O próprio Kini estuda o veneno de cobras e a saliva de mosquitos com o objetivo de desenvolver medicamentos que previnam danos ao coração após um ataque cardíaco e controlem problemas de diurese.

Em sua experiência, muitas destas toxinas apresentam pequenas variações em um ou dois aminoácidos que desencadeiam efeitos fisiológicos altamente específicos, sendo uma questão de isolá-las e modificá-las para criação de novas terapias.

Um futuro com toxinas

A experiência com o monstro-de-gila demonstra o potencial de combinar a biologia molecular, a farmacologia e o estudo detalhado de venenos.

Para Kini, o fato de um réptil relativamente lento e inofensivo à primeira vista —capaz de sobreviver com poucas refeições e portar um veneno estável—, ter fornecido a base para medicamentos revolucionários é uma amostra do que poderia ser encontrado em outras criaturas.

"Vivemos em uma era em que novas ferramentas nos permitem avançar mais rápido do que nunca.

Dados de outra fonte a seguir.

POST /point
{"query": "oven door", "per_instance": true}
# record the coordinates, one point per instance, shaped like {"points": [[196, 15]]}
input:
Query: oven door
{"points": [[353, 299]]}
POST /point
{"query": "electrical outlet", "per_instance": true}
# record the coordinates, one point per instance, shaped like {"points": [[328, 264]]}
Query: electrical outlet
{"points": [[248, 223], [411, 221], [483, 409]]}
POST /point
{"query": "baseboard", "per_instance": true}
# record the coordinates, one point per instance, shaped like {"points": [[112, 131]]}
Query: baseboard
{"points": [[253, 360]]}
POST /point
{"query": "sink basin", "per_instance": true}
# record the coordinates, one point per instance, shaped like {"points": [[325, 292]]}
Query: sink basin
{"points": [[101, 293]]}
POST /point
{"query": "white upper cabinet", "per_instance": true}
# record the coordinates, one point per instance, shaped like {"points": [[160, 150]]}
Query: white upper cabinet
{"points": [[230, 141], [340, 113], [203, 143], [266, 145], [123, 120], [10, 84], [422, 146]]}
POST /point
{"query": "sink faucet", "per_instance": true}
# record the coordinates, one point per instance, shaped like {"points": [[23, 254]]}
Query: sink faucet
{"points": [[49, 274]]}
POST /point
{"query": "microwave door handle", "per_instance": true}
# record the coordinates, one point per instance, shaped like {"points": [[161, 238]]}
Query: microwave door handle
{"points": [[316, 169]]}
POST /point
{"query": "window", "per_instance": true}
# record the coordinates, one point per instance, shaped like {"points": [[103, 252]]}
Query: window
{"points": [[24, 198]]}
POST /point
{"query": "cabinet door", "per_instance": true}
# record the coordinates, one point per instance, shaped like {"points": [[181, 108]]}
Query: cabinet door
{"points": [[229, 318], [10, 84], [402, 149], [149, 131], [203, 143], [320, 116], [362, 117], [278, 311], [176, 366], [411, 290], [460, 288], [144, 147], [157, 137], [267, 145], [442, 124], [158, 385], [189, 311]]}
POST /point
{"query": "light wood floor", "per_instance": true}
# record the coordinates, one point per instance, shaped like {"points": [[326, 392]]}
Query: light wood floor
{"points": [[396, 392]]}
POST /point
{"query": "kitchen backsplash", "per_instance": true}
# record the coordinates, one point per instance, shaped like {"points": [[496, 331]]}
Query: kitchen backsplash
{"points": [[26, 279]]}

Ainda assim, o maior desafio costuma ser o financiamento: transformar uma descoberta de laboratório em um medicamento disponível comercialmente leva anos de ensaios clínicos e grandes investimentos", ele adverte.

No entanto, ele diz acreditar que os resultados mais do que justificam o esforço, especialmente considerando o profundo impacto de doenças como diabetes, obesidade e hipertensão.

"As próximas décadas podem nos reservar novas surpresas", diz Kini.

"Podemos encontrar compostos ainda mais eficazes no veneno de algum outro animal, ou criar versões sintéticas que ataquem doenças por novos ângulos."